ダイアン

ミッドサマーのダイアンのレビュー・感想・評価

ミッドサマー(2019年製作の映画)
3.5
当時まだアラサー映画監督だったアリ・アスターの早すぎる成熟作品(今もまだ34歳か・・)。ストーリーで多くの推測や物議を醸しているようだが、最も目を引いたのは映像美だ。
世界のあらゆる新興宗教やカルト、信仰体系を調べながら世界観を緻密に作っているのが伝わる一方、花を大胆に使った衣装や演出は現代アーティスト・ぴゅ~ぴるのようにも見えてモダンな現代にも調和する。コントラストと鮮やかな色使いはA24作品に欠かせないし、得意のロングカットも多用。スケールのある動きをしつつも静止画として切り出せるほど丁寧な構図を常に保つから、映像クオリティがとにかく高くて作品に没入していける(特にシンメトリーや横パンを軸にしながら、サイズ感や高さで変化をつけているのが印象的)。

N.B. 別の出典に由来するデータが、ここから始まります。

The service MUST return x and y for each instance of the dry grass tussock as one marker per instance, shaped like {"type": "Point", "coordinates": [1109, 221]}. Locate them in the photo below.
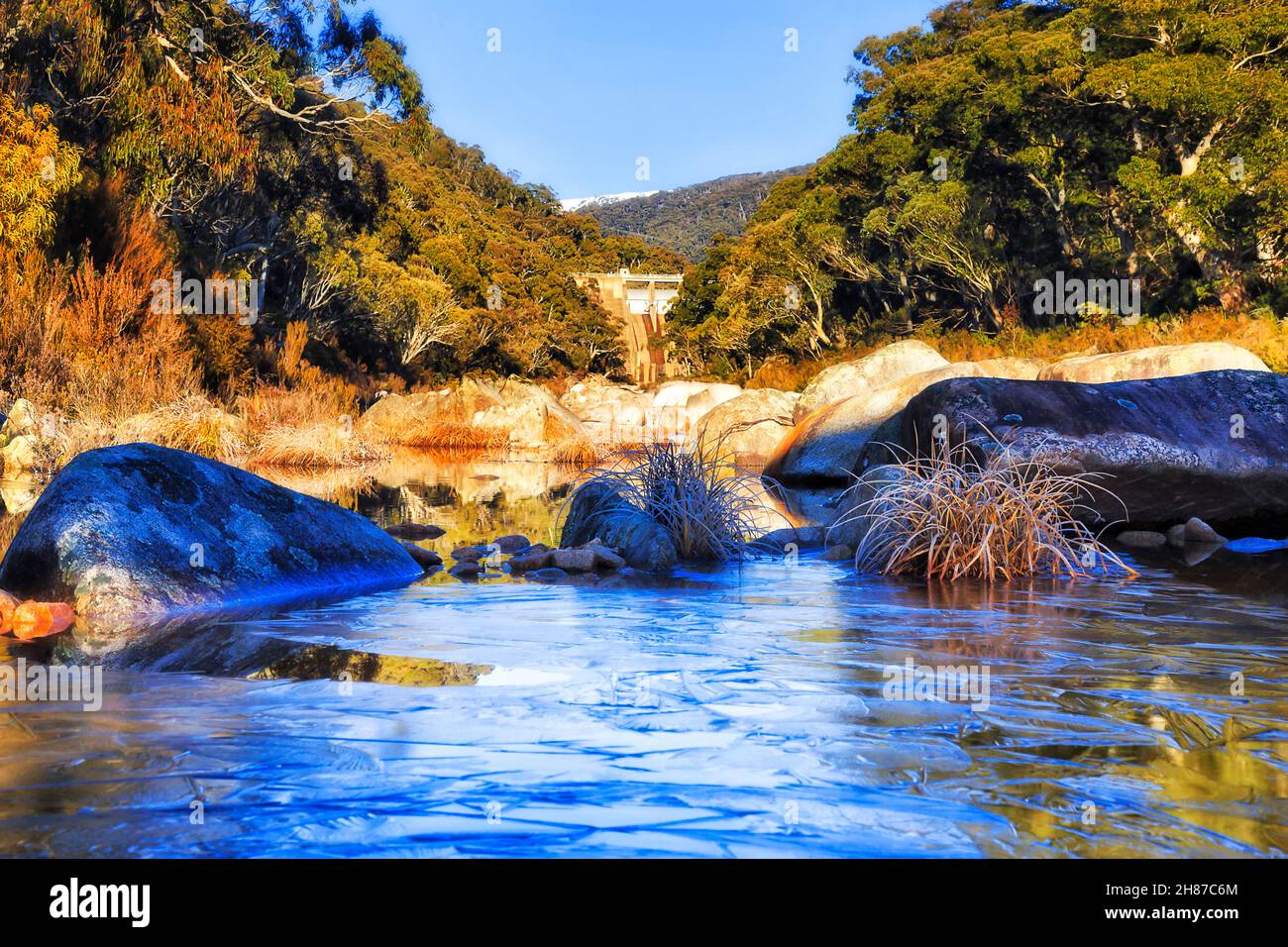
{"type": "Point", "coordinates": [952, 515]}
{"type": "Point", "coordinates": [704, 504]}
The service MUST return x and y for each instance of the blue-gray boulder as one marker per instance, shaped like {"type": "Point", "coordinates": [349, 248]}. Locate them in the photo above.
{"type": "Point", "coordinates": [140, 535]}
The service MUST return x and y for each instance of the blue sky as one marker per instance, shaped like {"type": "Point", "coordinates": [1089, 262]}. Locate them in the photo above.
{"type": "Point", "coordinates": [580, 91]}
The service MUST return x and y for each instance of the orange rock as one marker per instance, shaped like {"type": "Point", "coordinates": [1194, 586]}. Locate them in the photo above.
{"type": "Point", "coordinates": [42, 618]}
{"type": "Point", "coordinates": [7, 604]}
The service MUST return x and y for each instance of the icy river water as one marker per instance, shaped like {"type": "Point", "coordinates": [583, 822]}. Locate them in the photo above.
{"type": "Point", "coordinates": [716, 712]}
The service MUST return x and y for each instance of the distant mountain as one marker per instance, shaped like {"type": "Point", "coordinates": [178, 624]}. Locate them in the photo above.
{"type": "Point", "coordinates": [585, 204]}
{"type": "Point", "coordinates": [687, 218]}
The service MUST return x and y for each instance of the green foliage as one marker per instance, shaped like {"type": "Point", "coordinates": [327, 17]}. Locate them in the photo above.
{"type": "Point", "coordinates": [1009, 142]}
{"type": "Point", "coordinates": [402, 250]}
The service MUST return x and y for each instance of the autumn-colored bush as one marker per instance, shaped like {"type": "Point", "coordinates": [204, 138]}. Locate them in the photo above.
{"type": "Point", "coordinates": [951, 514]}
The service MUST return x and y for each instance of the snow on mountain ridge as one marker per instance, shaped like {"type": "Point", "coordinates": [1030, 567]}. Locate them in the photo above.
{"type": "Point", "coordinates": [599, 200]}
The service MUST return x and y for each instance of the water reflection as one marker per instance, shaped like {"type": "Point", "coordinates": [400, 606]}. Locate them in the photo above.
{"type": "Point", "coordinates": [715, 712]}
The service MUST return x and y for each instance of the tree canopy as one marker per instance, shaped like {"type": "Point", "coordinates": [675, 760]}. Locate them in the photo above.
{"type": "Point", "coordinates": [1008, 142]}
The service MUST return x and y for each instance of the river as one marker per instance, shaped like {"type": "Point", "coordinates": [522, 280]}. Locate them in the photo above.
{"type": "Point", "coordinates": [716, 712]}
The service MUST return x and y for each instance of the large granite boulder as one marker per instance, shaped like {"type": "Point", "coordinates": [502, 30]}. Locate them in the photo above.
{"type": "Point", "coordinates": [612, 414]}
{"type": "Point", "coordinates": [1160, 361]}
{"type": "Point", "coordinates": [1211, 445]}
{"type": "Point", "coordinates": [597, 512]}
{"type": "Point", "coordinates": [140, 535]}
{"type": "Point", "coordinates": [825, 446]}
{"type": "Point", "coordinates": [881, 368]}
{"type": "Point", "coordinates": [748, 428]}
{"type": "Point", "coordinates": [1020, 368]}
{"type": "Point", "coordinates": [532, 418]}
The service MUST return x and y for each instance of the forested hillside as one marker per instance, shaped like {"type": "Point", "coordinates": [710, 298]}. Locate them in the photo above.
{"type": "Point", "coordinates": [688, 218]}
{"type": "Point", "coordinates": [145, 140]}
{"type": "Point", "coordinates": [1009, 144]}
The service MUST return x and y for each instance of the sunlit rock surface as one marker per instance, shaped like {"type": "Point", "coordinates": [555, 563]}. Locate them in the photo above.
{"type": "Point", "coordinates": [1159, 361]}
{"type": "Point", "coordinates": [1211, 445]}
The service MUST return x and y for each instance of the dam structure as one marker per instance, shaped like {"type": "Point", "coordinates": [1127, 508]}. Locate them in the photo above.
{"type": "Point", "coordinates": [639, 302]}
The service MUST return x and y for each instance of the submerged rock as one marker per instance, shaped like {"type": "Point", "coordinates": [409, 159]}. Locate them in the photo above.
{"type": "Point", "coordinates": [425, 558]}
{"type": "Point", "coordinates": [415, 531]}
{"type": "Point", "coordinates": [1211, 445]}
{"type": "Point", "coordinates": [1141, 539]}
{"type": "Point", "coordinates": [140, 535]}
{"type": "Point", "coordinates": [596, 512]}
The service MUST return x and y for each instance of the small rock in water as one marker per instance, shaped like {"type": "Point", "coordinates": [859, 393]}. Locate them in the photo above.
{"type": "Point", "coordinates": [425, 558]}
{"type": "Point", "coordinates": [574, 560]}
{"type": "Point", "coordinates": [42, 618]}
{"type": "Point", "coordinates": [529, 561]}
{"type": "Point", "coordinates": [549, 575]}
{"type": "Point", "coordinates": [510, 544]}
{"type": "Point", "coordinates": [8, 603]}
{"type": "Point", "coordinates": [1254, 545]}
{"type": "Point", "coordinates": [1198, 531]}
{"type": "Point", "coordinates": [1142, 539]}
{"type": "Point", "coordinates": [415, 531]}
{"type": "Point", "coordinates": [800, 536]}
{"type": "Point", "coordinates": [465, 570]}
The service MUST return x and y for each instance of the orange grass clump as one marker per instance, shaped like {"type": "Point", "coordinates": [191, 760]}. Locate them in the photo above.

ストーリーといえば、寝ても覚めても緊張感がなくならないオルガの祝祭を丹念に描いている。生(性)と死、儀礼と犠牲、狂気と調和。ホラーでありながらも信仰者たちは常に平穏を保ち続けているため、どこか面白くも思えてしまう。
中盤で主人公の彼が「信仰者たちには彼らなりのルールがある。それに慣れていくしかない」といった旨の発言をし、そこから迷いと葛藤にさいなまれながらも、ついに彼らの言うとおりの行動を繰り返していく(そしてラストへ)。他方主人公は女王となり、カルトそのものになり現実からの救いを手に入れる。全く異なるふたりの行く末。

最高のホラーと感想する観客も多いが、なぜか。それはオルガにはひとつとして裏切りや復讐や怨念といった負の感情がないからだ。彼らは90年来の祝祭をシナリオ通りに進めている。行く手を阻むものは何もないかのように。その先には、コップにしたたる水がついにあふれ出すような、ひたひたと迫る天国と地獄へのいざないの戦慄が待つ。このことがミッドサマーの劇薬であり、現代ホラーのひとつの到達である所以だと感じた。